El decreto también precisó cómo podrán utilizarse los fondos no declarados. Para operar dentro del régimen, el dinero deberá ingresar al sistema financiero, ya sea en el origen o en el destino de la operación. Los fondos pueden depositarse en la cuenta del contribuyente o transferirse directamente al vendedor. Se mantiene la excepción para la compra de inmuebles, que podrá seguir realizándose en efectivo.
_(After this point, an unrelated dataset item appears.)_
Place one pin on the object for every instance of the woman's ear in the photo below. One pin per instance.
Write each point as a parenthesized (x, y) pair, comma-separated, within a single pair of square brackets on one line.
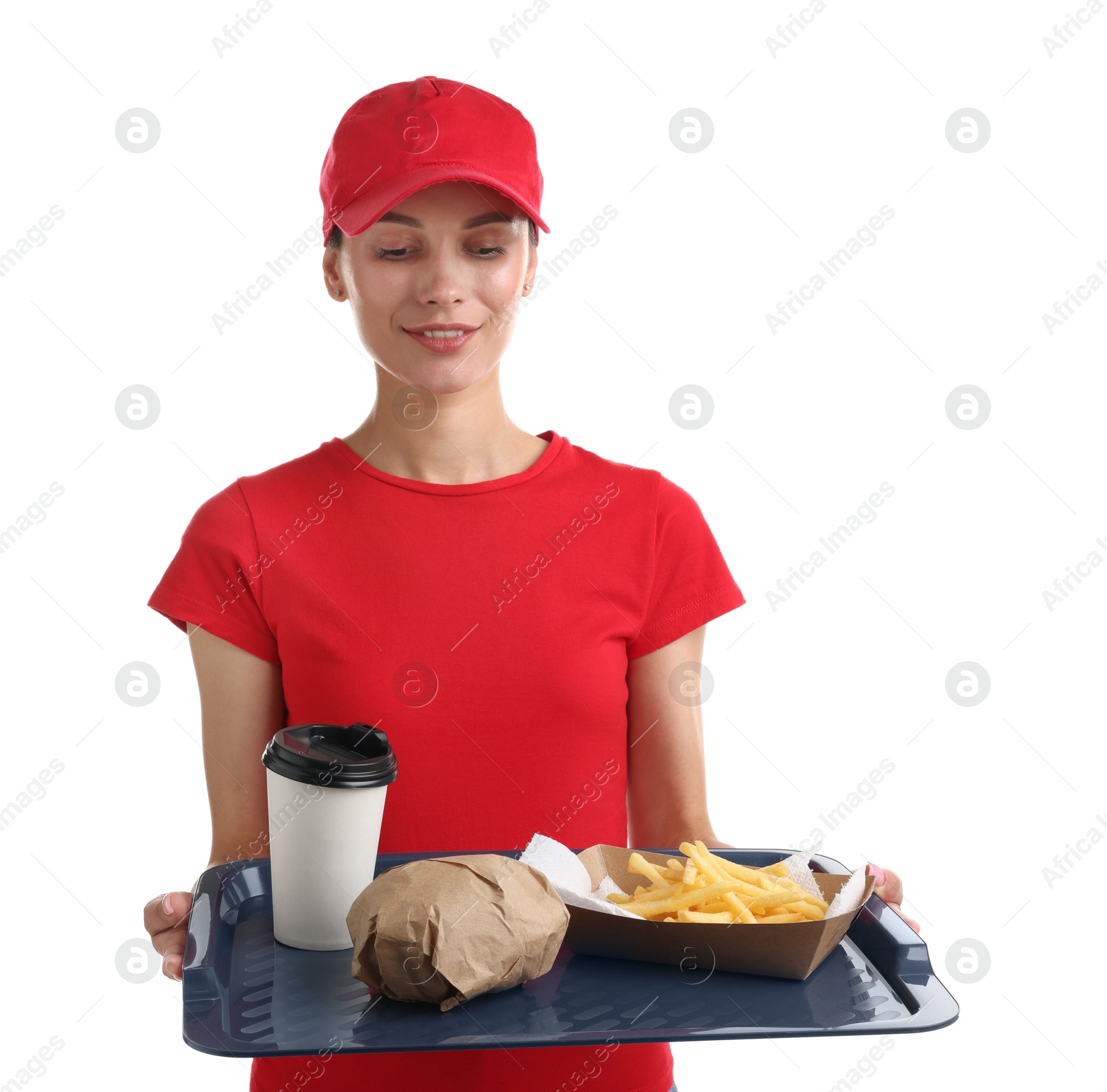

Además, se elevaron los umbrales de información bancaria: las operaciones de hasta $10 millones mensuales no generarán reportes automáticos a la ARCA. Desde el Ministerio de Economía estiman que aún existen cerca de USD 170.000 millones fuera del circuito formal y confían en que estas medidas contribuyan a dinamizar la actividad económica.
La reglamentación introdujo también cambios en el régimen sancionatorio. Las multas de la Ley de Procedimiento Fiscal fueron actualizadas en un 100.000%, aunque ahora la ARCA deberá enviar primero un aviso previo y otorgar entre 10 y 15 días hábiles para regularizar la situación antes de intimar. El organismo podrá graduar las sanciones según la gravedad del incumplimiento, con beneficios para pymes y una reducción del 50% si se regulariza dentro del plazo.
En materia penal, se elevaron los umbrales de punibilidad: la evasión simple pasó a $100 millones y la agravada a $1.000 millones. Para contribuyentes cumplidores, el plazo de prescripción se redujo de cinco a tres años y se habilitó un mecanismo de regularización voluntaria para extinguir la acción penal.